DETAILED DESCRIPTION OF THE INVENTION Field of Industrial Application The present invention is used as a mating surface of a friction material attached to a clutch, a band brake, a torque converter lock-up mechanism, etc. in a friction engagement device for an automatic transmission. Regarding the mating plate. In a clutch, for example, a mating plate is a plate that is paired with a friction plate to which a friction material is fixed, and is used to transmit torque between the two plates.

Prior Art and its Problems A frictional engagement device includes a friction plate and mating plates arranged opposite to the friction plate or alternately with the friction plate.
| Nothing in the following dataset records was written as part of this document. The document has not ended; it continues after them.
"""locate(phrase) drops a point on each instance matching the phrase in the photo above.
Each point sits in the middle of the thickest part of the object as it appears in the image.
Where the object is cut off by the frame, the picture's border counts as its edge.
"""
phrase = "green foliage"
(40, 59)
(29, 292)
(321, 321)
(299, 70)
The frictional engagement device is mainly governed by the performance of the friction plate, especially the performance of the friction material, and the mating plate, which is formed from a single steel plate, has a mechanical function that receives and absorbs the torque of the friction plate. It was exclusive to me.

Such conventional mating plates may generate heat spots or be deformed by heat due to repeated engagement during long-term use, reducing the performance of the friction plate, mating plate, and friction engagement device. I had the problem of putting it away. In addition, the coefficient of friction decreases significantly with long-term use, which requires setting a large safety factor, which poses the problem of increasing the size of the entire device.

In order to deal with these problems, the mating plate
Some have grooves or are coated with a material with high thermal conductivity. However, these plans aim to improve the service life through cooling effects, and for example, the dynamic friction coefficient μゎ, the static friction coefficient μ5, and the μ-shi characteristic (dynamic friction coefficient μD/friction coefficient μ when relative rotation is 0), etc. However, it was not intended to fundamentally improve the frictional performance of the frictional engagement device.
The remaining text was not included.